Hello everyone, welcome to my week 5 blog. We’re at the halfway point. This week’s goal was to create a Jupyter notebook to perform Linear Regression on our data, focusing on the Linearity Assumption.

To check linearity, we first needed to plot residual plots for each of our datasets. Residual plot can help understand whether the relationships between temperature and pH, temperature and TDS, and pH and TDS are in a linear relationship. If the residual plots show a random pattern, this tells that the linear model assumptions do not hold. Starting on Monday, I looked up how to plot a residual plot in Python using built-in. On Tuesday, I began using residual plots to analyze my datasets. The plots all displayed a downward trend for all three graphs, showing that as temperature decreases, pH also decreases, and following the same trend for other comparisons. Therefore, the graph shows our first assumption does hold in our Model of Goodness data analysis.

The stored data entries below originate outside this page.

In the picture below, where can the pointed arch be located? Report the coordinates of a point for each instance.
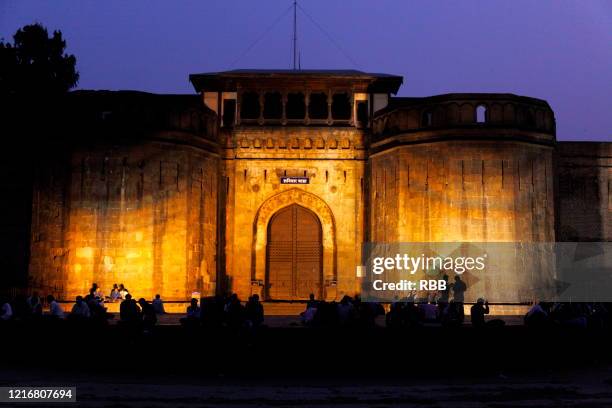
(279, 201)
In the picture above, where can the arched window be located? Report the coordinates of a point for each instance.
(317, 106)
(296, 107)
(481, 114)
(273, 105)
(427, 119)
(249, 108)
(341, 106)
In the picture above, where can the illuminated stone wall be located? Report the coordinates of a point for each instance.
(463, 191)
(144, 216)
(438, 175)
(333, 159)
(584, 177)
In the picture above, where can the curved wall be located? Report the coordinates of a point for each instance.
(449, 181)
(130, 197)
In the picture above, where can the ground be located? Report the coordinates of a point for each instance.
(295, 366)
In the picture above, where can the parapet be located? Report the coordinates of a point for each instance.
(463, 116)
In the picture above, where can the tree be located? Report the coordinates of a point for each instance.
(36, 63)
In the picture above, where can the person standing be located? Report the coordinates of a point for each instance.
(158, 305)
(55, 310)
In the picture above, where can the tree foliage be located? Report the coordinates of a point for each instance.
(36, 63)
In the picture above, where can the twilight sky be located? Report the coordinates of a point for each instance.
(557, 50)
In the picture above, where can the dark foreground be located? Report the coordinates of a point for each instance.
(424, 367)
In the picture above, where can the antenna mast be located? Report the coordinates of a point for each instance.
(294, 33)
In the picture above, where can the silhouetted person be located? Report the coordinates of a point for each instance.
(311, 302)
(158, 305)
(80, 310)
(96, 292)
(537, 316)
(6, 311)
(478, 311)
(123, 292)
(114, 295)
(129, 312)
(193, 314)
(254, 311)
(459, 288)
(55, 310)
(35, 304)
(234, 312)
(149, 316)
(345, 311)
(444, 294)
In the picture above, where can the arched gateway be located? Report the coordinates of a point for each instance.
(294, 255)
(294, 246)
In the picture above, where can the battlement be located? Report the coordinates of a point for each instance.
(472, 115)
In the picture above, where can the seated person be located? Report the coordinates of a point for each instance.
(158, 305)
(193, 314)
(478, 311)
(254, 311)
(149, 317)
(123, 292)
(193, 310)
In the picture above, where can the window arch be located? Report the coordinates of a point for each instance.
(249, 108)
(273, 105)
(296, 106)
(317, 106)
(341, 106)
(481, 114)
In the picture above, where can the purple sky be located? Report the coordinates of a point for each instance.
(557, 50)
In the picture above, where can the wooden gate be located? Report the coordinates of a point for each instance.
(294, 255)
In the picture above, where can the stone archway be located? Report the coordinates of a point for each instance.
(279, 201)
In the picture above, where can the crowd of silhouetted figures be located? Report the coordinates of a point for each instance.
(229, 311)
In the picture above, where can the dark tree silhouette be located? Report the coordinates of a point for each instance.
(36, 63)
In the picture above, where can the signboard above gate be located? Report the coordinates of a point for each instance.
(295, 180)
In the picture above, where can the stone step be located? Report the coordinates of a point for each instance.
(295, 308)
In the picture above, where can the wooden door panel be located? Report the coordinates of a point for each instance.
(294, 254)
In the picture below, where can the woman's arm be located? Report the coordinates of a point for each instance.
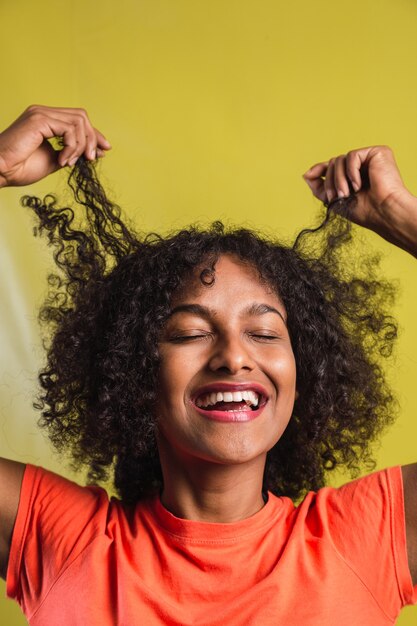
(383, 203)
(385, 206)
(26, 156)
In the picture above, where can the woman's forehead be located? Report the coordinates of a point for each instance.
(230, 278)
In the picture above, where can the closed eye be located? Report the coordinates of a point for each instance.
(188, 338)
(264, 337)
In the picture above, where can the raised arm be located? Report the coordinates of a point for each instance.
(26, 156)
(385, 206)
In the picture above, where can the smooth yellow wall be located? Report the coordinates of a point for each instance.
(214, 108)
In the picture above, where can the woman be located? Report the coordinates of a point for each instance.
(219, 375)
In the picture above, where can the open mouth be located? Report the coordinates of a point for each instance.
(236, 405)
(229, 400)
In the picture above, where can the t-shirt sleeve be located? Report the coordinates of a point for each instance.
(366, 523)
(56, 520)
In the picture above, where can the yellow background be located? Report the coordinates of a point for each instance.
(214, 108)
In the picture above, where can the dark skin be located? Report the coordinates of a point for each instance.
(228, 339)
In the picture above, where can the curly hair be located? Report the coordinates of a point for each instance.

After discussing my progress with my external advisor, he suggested that I use the Durbin-Watson Statistical test as another method to test linearity. So on Wednesday, I began learning about the Durbin-Watson test and how to apply it to my datasets using statsmodels. From the website, I learned that the Durbin-Watson statistic ranges from 0 to 4. A value less than 2 indicates positive autocorrelation. This means that an error in one variable is likely to cause an error in another. A value greater than 2 indicates negative autocorrelation. This also means that an error in one variable is unlikely to affect another variable.

The results of the Durbin-Watson test were as follows:

Durbin-Watson Statistic for Temperature vs. pH: 0.054
Durbin-Watson Statistic for Temperature vs. TDS: 0.073
Durbin-Watson Statistic for pH vs. TDS: 0.066

These results are all significantly lower than 2. This tells us that all three graphs are positive autocorrelation in the residuals model. This draws the same conclusion with my residual plot analysis. This is because the Durbin-Watson test suggests that the variables are highly dependent on each other, which holds true for the linearity assumptions.

Next week, I will start checking the Mean of Residuals Assumptions!